Sucé par ma belle mère

L’aventure que je vais vous raconter remonte à trois ans. J’avais vingt-huit ans. Marié depuis un an avec Valérie (vingt ans) celle-ci était enceinte et le gynécologue nous avait interdit tout rapport sexuel, le col de l’utérus de Valérie présentant quelques signes alarmants.
D’abord patient avec Valérie, je commençais à trouver absurde son refus de me soulager par la fellation. Après plus d’un mois d’abstinence, chaque tentative se terminait par une dispute.
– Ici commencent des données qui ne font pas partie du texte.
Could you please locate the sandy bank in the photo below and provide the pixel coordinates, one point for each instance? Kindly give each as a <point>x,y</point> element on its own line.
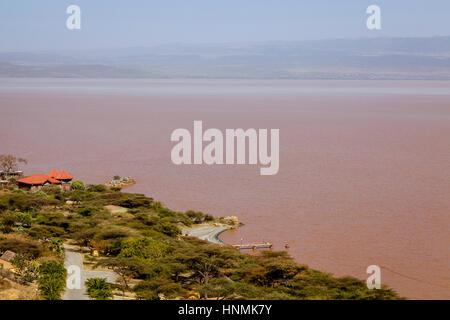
<point>207,232</point>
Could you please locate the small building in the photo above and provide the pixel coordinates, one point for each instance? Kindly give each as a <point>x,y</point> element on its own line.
<point>8,256</point>
<point>64,177</point>
<point>36,182</point>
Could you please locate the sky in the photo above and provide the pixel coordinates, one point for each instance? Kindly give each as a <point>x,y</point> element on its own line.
<point>29,25</point>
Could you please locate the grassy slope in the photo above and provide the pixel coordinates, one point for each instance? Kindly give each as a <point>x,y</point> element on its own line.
<point>145,244</point>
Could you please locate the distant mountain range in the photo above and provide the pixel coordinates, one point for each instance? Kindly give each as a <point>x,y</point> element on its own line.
<point>380,58</point>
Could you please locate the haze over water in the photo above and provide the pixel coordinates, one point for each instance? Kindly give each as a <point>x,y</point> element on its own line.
<point>364,166</point>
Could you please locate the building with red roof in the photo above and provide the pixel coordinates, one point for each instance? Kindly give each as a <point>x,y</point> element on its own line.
<point>37,181</point>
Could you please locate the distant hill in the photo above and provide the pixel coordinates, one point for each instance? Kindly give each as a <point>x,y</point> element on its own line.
<point>377,58</point>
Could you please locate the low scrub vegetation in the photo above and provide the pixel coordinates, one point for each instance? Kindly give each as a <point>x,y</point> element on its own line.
<point>147,251</point>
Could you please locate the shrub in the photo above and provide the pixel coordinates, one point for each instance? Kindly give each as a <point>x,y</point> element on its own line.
<point>152,289</point>
<point>87,211</point>
<point>78,185</point>
<point>99,289</point>
<point>51,190</point>
<point>167,228</point>
<point>144,248</point>
<point>26,247</point>
<point>52,280</point>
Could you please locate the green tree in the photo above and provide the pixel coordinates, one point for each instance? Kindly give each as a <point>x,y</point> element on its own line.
<point>56,245</point>
<point>26,270</point>
<point>52,280</point>
<point>143,248</point>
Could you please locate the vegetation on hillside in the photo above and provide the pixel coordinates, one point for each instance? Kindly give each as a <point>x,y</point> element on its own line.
<point>144,246</point>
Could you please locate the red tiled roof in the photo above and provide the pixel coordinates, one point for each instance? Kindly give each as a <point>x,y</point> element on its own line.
<point>63,175</point>
<point>53,173</point>
<point>38,179</point>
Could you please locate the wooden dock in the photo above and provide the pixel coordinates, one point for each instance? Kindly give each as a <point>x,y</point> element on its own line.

Nous vivions avec ma belle-mère et ce dimanche après-midi là, après de tendres baisers, Valérie refusait de sucer mon sexe une fois de plus. Inquiète de ses cris, ma belle-mère est venue voir ce qui se passait. Vous imaginez la scène: Valérie assise sur notre lit, moi debout et la braguette ouverte. Ma belle-mère avait 45 ans, veuve encore très jolie, elle occupe d’importantes fonctions dans une administration.
J’étais aussi gêné que Valérie de la situation. Ma femme finit pas expliquer à sa mère ce qui se passait. Contre toute attente, Valérie se fit réprimander très sèchement par se mère pour son refus: ” Ma chérie, tu dois faire un effort si tu ne veux pas que ton mari te trompe…”
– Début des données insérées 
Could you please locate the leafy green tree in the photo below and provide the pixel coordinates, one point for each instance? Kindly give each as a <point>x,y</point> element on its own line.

Valérie a alors sorti à sa mère les arguments que je connaissais cent fois. Très calmement, ma belle-mère a essayé de la convaincre. Je ne m’attendais pas à un tel allié.
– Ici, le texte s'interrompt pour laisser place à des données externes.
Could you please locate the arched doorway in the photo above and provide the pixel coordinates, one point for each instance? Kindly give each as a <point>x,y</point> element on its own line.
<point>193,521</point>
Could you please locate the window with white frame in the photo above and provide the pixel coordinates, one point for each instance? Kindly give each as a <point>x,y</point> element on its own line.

Finalement Valérie se laissa convaincre à condition que sa mère reste là pour la conseiller. A ma grande surprise, et à celle de Valérie d’ailleurs, elle accepta. Une relation complice s’était établie entre nous: Valérie rouge de honte me souriait. Ayant embouché mon sexe Valérie n’était vraiment pas douée. Elle s’étouffait ou me griffait avec les dents.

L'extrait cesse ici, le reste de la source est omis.